Anonymous email service Leak suspends service, is working on its own email backend


Anonymous email service Leak suspends service, is working on its own email backend

After going live less than two weeks ago, Leak, the anonymous emailing site, has suspended service citing issues with email providers MailChimp and SendGrid.

The emails sent from Leak through the email services were not opt-in, a violation of both companies’ terms of service. Leak looked like it was spamming people. The last thing either email company wants is someone using its service to send messages to people they didn’t ask for.

Co-Founder Laurent Desserrey told TNW, “Seb and I didn’t expect that people would be sending that many leaks over the week. It’s actually a good issue.” A good issue that is also pushing the team to take charge of their own backend.
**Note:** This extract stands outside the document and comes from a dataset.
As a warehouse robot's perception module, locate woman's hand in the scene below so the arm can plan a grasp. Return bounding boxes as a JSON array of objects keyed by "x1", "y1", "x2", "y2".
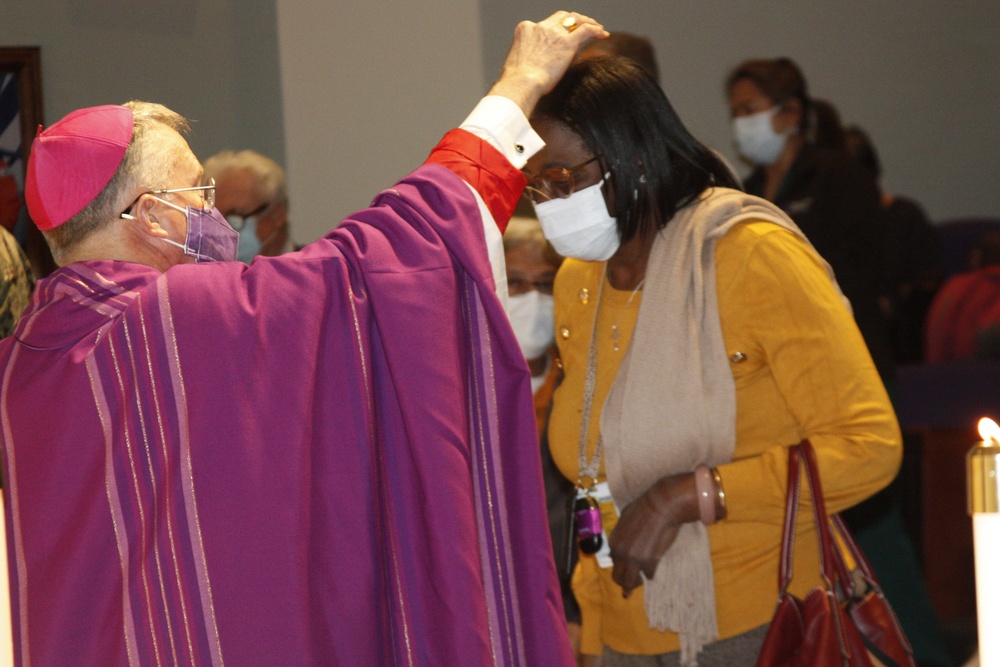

Leak’s co-founder Sébastien Thiriet blames the site’s success on being flagged my MailChimp’s API, Mandrill. It probably didn’t help matters that they posted Leak on Product Hunt where the tech elite and tech press quickly picked it up. Soon they were sending 10 anonymous emails a second.

The co-founders both “totally understand” the reaction from Mandrill and SendGrid and they are currently building their own dedicated email server with specific features needed by their service.

No word on when the site will return and when you can restart sending anonymous emails to friends, families and co-workers. Until then, it’s back to subtweets.